Además, los reyes británicos, Carlos III y Camila, también obsequiaron a la primera dama, Melania Trump, un cuenco de plata y esmalte, elaborado con técnicas tradicionales de orfebrería por una artista de Irlanda del Norte, y un bolso Anya Hindmarch personalizado. Todo ello, junto a un marco de fotos de plata grabado con el monograma de la monarquía.
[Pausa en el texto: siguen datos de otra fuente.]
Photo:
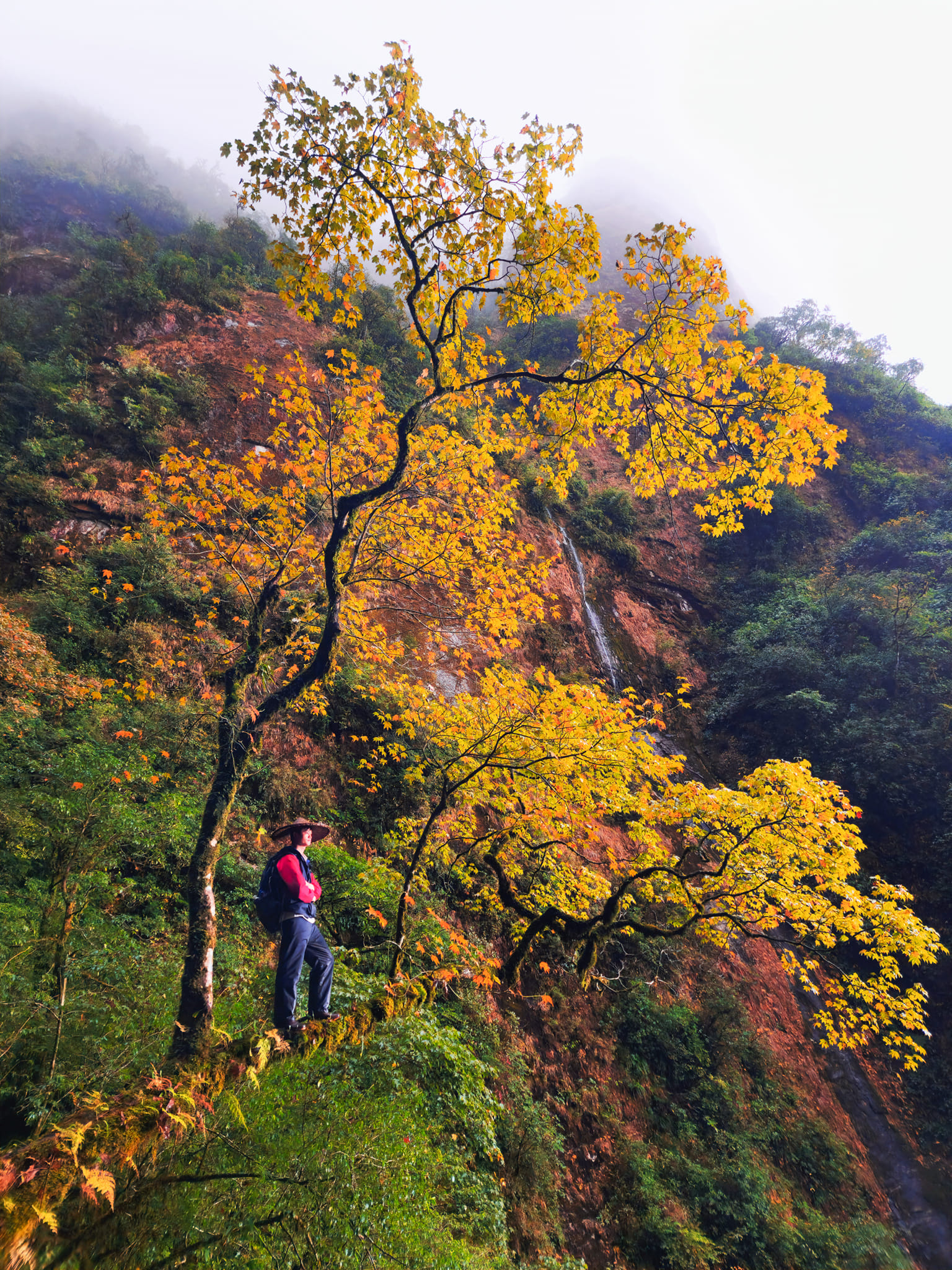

Asimismo, Donald Trump y su esposa también regalaron a la reina Camila un broche de flor de Tiffany, elaborado con oro de 18 quilates, diamantes y rubíes.
Trump y Melania, acompañados del resto de la comitiva estadounidense, llegaron la mañana de este miércoles al castillo de Windsor, el cual será el escenario del primer día de su visita de Estado, donde fueron acogido por los reyes con una suntuosa ceremonia que incluyó una revista a las tropas, cuando el presidente y el monarca mostraron una gran complicidad. Luego de un almuerzo ofrecido por los reyes, la pareja presidencial estadounidense visitó la Colección Real, donde los reyes les mostraron objetos de interés para su país, y la capilla de San Jorge, donde está enterrada Isabel II.